The French are simply impossible people (I know being one of them). They are never happy, especially with those who govern them who are easy venting targets. The French like to rant, to demonstrate, to march and to scream as it is such a great feeling, especially post lockdown these days. The “Gilets Jaunes” (Yellow Vests) of the recent past were also a great example of people not liking their deal (some of them with some reason) in one of the most redistributive societies in Western history as if they did not want to look abroad. The French cut off the head of Louis XVI only as they could not bear an absolute king only to pave the way for an emperor who then wrote in a few years some of the glorious and bloody pages of French history and giving so many names of boulevards and avenues in Paris. Macron was elected as the French were fed up of what was a “normal president” as he liked to call himself. Who remembers François Hollande three years later? However when Macron invited Putin at Versailles and brought back the presidential pomp, critics started to rise as if the French live for picking fights with the established order in what they see as a rightful legacy of 1789. This is all irrational which is all the more disturbing for the country of Descartes. However this is France and the way it works. And it works well in the end when you look at where the country is in absolute and relative terms. 

The situation of that “condition”, akin to a sickness at times, worsened when France lost the battle of France (it should have easily won for those who have studied it) in a matter of weeks in May 1940. The stigma of the defeat and its underlying wound, in spite of the unlikely return to the tables of winners in 1945 due to Charles de Gaulle’s sleight of hand, would never disappear and keep shaping the relationship between the French and their leadership in modern times.

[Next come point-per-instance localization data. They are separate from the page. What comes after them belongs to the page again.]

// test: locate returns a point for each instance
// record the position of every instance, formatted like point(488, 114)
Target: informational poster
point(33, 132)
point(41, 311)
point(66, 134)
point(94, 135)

Macron, who could be the son of Giscard d’Estaing, a premature leader for France given its times then, in the way he positioned himself at the centre and reshaped the French political spectrum, is the first leader who can change the country in spite of and for the French and their natural and angry, at times guilt-rooted, opposition. Macron is the only leader today who has had the courage in a humane manner to reform the jobs market while he will attack in the same way the multiple 1945 pension systems that need to live with their 21st century times. Macron is the first leader in modern times at a time of German transition, that can lead France to take the mantle of reforming the EU to make it stronger, more defence-focused and closer to its populations, a project that is key at a time of uncertain American leadership and aggressive Chinese rise. And yet, while history books years from now will stress Macron’s and France’s achievements in the 2020s, (some of) the French will have been in the street as it is what they do.